There’s no way for me to start except to say that the Jurassic Museum of Technology is one of the weirdest museum adventures I’ve ever had.

In my experience, museums exist A) to make education fun, hands on, and inspiring, or B) they finish up a unit of study and you finally see what you’ve been reading about come alive. The Jurassic Museum of Technology does something mysteriously in between.

If you’ve haven’t heard of the Museum, that’s probably because it’s hidden in plain view—a block east of the In-N-Out on Venice. It’s a small museum, street parking only, and there are no windows to see what lurks inside—often described as “offbeat” and “unassuming.”

Closed Monday through Wednesday, a passerby might imagine that the building might be completely abandoned. Half of the week it’s closed, and the other half it’s, for the most part, dark and quiet.

It sounds like an adventure—and not like the regular educational adventure, like a real life dangerous experience. And once you go inside, there’s no turning back without a proper visit; you immediately enter into the small, dimly lit reception/lobby/store where you’ll encounter—wait for it—half a dozen chatty twenty-somethings who have just been passed by another half dozen twenty-somethings who are wandering the museum. It wasn’t quite what I expected.

I admit that I presupposed that two or three depressed and lonely elderly folks would greet me, and that one of them would be stern and the other would be very cheery and say something like, “It’s so nice to have guests!” and they’d serve me tea and cookies.

But I was wrong. At least, mostly wrong. There is tea and cookies served in the Tula Tearoom on the second floor—for free—and they’re delicious. And the seating area is adorable. But we’ll get there later.

Past the entrance, it was dark. The only lighting is not for the halls, but for the items exhibited. Through the thin walls you’ll hear the soft spoken conversations of your fellow young adventurers and the murmurs of the electronic audio tours of the describing the exhibits—most of which are run through old hand handheld landline phones that weigh almost two pound a piece.

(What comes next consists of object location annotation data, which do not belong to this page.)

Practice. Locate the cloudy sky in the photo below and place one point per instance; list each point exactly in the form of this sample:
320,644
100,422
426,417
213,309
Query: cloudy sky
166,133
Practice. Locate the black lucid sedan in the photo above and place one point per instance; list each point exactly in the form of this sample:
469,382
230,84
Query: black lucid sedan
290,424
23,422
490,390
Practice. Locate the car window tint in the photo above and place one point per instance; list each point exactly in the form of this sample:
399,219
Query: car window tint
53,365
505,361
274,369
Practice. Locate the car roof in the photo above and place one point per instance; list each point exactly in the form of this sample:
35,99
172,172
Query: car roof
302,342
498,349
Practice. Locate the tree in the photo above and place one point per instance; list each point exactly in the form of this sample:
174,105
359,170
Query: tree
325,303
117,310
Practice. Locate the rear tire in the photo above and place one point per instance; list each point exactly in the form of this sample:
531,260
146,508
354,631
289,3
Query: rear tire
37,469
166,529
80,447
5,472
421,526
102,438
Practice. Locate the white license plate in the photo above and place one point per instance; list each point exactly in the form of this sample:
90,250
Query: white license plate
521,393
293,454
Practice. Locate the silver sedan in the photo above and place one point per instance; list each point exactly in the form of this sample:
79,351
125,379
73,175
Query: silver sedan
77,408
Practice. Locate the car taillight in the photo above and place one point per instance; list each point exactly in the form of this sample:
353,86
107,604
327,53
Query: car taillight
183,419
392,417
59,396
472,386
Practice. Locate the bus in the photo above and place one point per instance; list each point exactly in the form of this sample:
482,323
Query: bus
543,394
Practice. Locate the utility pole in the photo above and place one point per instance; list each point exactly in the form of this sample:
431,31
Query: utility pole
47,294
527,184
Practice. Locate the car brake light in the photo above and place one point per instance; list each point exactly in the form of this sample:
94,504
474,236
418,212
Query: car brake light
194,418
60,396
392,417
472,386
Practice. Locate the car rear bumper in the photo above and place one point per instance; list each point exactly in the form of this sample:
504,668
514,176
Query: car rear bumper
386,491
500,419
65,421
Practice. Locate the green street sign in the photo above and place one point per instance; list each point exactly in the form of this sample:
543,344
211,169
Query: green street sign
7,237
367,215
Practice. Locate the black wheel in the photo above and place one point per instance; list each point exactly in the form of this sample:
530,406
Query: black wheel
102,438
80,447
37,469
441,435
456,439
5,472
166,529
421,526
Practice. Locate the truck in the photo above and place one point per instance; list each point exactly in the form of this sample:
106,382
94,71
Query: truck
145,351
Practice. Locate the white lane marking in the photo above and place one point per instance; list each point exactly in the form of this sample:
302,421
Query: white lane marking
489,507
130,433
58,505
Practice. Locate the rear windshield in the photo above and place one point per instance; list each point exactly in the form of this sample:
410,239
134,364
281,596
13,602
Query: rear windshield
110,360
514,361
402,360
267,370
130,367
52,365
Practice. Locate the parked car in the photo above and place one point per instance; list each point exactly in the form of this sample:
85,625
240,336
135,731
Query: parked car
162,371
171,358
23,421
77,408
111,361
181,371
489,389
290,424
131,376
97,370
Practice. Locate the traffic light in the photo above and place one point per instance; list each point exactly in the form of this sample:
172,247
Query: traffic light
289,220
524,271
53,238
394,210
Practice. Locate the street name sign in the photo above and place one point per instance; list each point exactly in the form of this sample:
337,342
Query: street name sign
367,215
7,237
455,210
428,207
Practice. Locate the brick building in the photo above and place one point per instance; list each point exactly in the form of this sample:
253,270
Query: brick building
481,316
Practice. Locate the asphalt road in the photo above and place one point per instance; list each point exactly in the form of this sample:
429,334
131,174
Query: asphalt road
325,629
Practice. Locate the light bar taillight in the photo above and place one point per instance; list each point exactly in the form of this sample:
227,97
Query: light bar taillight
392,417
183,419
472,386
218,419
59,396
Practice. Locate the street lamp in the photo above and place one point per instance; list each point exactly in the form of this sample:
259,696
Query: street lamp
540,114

I’ve neglected to describe the exhibits themselves, in part because getting inside is the difficult part. The collection of the museum so scattered that each visitor will just have to find his own interest in whatever it is that catches his attention.

As for myself, I learned about the Geoffrey Sonnabend’s theory of forgetting, Renaissance and Baroque theatre mechanics, the beautiful and delicious custom of eating madeleines, and Soviet space dogs. There is something—at least one thing—for everybody.

If not, there is at least tea and cookies and the garden roof. A pair of the most beautiful and peaceful birds I’ve ever seen in my life are sitting in a columbarium in the corner of the garden.

There doesn’t seem to be much Jurassic technology—and no matter how much there is, it’s unlikely we’ll ever need to study it hands on or be inspired to write a meaningful report on it—it’d still be a shame if all the museum’s old, interesting trinkets and recorded lectures were abandoned or trashed.

The museum still accomplishes what it defines as the original meaning of museum used to be, “a place where man’s mind could attain a mood of aloofness above everyday affairs”—whether through tea gardens or the study of space dogs.